En 2020, les hôtels ont perdu autour de 70% de leurs chiffres d’affaires. En 2021, la perte s’est amoindrie, on a observé des pertes de 15 à 20% et certains hôtels ont même enregistré de très bonnes performances en dépassant leur budget. Ce sont des signes très encourageants. Il faut également noter que dans les hôtels internationaux, 60 à 65% des clients sont des africains.
Ce pourcentage monte même à 80% dans les hôtels indépendants.
Pour 2022 je pense qu’on va atteindre les chiffres de 2019 sinon les dépasser légèrement. Les données sont plutôt positives et j’en profite pour encourager les promoteurs hôteliers à maintenir la qualité de service et les normes d’hygiène face au Covid-19.
A part quelques rares groupes comme Azalaï pour ne citer que celui-là, peu d’africains dans la zone francophone, se lancent dans l’investissement hôtelier de grand standing. Selon vous, qu’est ce qui explique cet état de fait ?
Je pense que cela est dû, en premier lieu, à la méconnaissance du métier. D’ailleurs le peu d’africains qui investit dans ce secteur ne sont pas, à la base des hôteliers. En général ils font fortune dans d’autres secteurs et après investissent dans l’hôtellerie. C’est le cas de Yerim SOW qui a fait fortune dans les Télécoms avant de créer le groupe Mangalis, ou encore Mossadeck BALLY qui a fait fortune dans le commerce avant de fonder le groupe Azalaï, au sein duquel je suis d’ailleurs Administrateur indépendant.
On a donc besoin dans ce secteur également de champions locaux, d’investisseurs africains qui se mettent ensemble pour bâtir des projets d’envergure.
Quels sont les grands défis auxquels le secteur hôtelier est confronté dans la zone évoquée en l’occurrence l’Afrique de l’Ouest et Centrale ?
Pour moi le premier grand défi du secteur hôtelier en Afrique reste la qualité des ressources humaines. Lorsque l’on veut recruter, on est obligé de débaucher. Les écoles hôtelières, quant elles existent n’offrent pas suffisamment de stages de haut niveau aux élèves afin de les préparer pour le marché du travail.
L’autre défi c’est la promotion du métier de l’hôtellerie et plus largement des destinations africaines.

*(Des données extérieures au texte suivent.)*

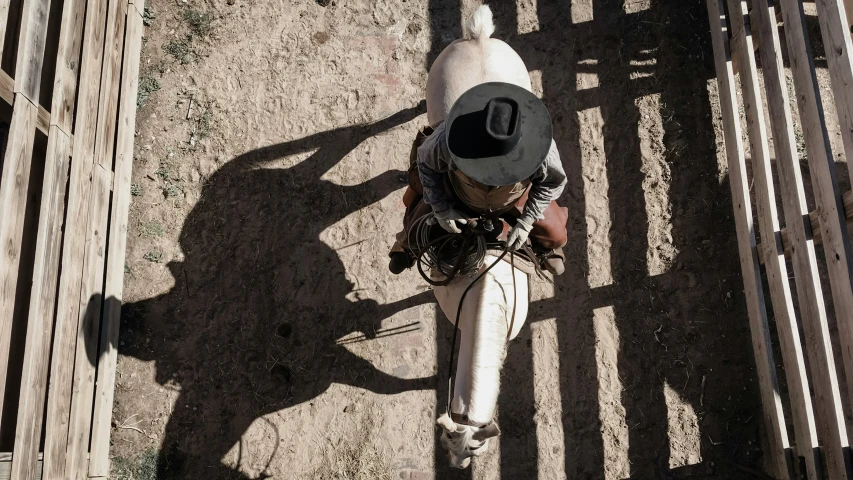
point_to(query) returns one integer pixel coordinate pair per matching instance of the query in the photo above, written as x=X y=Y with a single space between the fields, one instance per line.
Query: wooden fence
x=69 y=77
x=743 y=32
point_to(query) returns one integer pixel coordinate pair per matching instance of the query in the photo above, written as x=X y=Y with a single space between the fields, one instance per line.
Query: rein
x=462 y=264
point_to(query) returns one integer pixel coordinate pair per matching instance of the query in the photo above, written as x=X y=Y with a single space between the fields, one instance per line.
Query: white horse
x=498 y=302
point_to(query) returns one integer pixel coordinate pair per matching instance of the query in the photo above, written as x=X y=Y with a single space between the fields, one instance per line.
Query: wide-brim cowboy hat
x=498 y=133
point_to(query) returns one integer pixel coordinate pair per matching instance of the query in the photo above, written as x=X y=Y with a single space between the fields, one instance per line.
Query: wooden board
x=6 y=470
x=775 y=263
x=42 y=303
x=7 y=93
x=837 y=46
x=99 y=465
x=67 y=65
x=93 y=265
x=31 y=48
x=833 y=228
x=4 y=20
x=766 y=366
x=14 y=187
x=88 y=326
x=110 y=81
x=77 y=221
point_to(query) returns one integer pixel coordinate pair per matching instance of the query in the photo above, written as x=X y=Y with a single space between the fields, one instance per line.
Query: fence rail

Cela est d’abord de la responsabilité des gouvernements qui doivent valoriser davantage les nombreux sites touristiques que regorge le continent.
Et la question du financement des projets hôteliers ? Les banques sont-elles enclines à accompagner facilement les promoteurs hôteliers ?

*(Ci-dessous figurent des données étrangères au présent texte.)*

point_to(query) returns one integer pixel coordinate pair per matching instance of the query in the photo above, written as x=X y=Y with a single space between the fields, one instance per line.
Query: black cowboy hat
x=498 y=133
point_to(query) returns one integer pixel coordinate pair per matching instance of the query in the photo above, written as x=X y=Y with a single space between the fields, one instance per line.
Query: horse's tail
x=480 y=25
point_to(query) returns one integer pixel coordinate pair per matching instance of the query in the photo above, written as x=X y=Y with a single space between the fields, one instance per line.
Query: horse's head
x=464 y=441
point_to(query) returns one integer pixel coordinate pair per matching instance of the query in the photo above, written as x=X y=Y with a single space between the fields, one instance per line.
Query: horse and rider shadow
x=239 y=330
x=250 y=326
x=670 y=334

Pas vraiment car elles n’ont pas toujours les outils pour bien évaluer ce type de risque.
Il arrive que certaines banques nous approchent afin de les aider dans l’étude de certains projets hôteliers à financer.
Dernière question, ne pensez-vous pas qu’en Afrique, les architectes en charge des plans hôteliers devraient faire preuve d’un peu plus d’imagination et d’originalité ?
Il est vrai que dans l’hôtellerie africaine, très souvent les architectes et les entreprises de construction sont étrangers. Certainement parce qu’on n’arrive pas encore à avoir les compétences localement. Il faut toutefois noter que certains hôtels, comme ceux du groupe Azalaï, que je connais bien, fournissent beaucoup d’efforts pour affirmer une certaine authenticité, en mettant une touche africaine aussi bien au niveau architectural que dans les décorations intérieures. Je pense que ce sont des exemples à suivre car ils contribuent à valoriser le patrimoine culturel africain.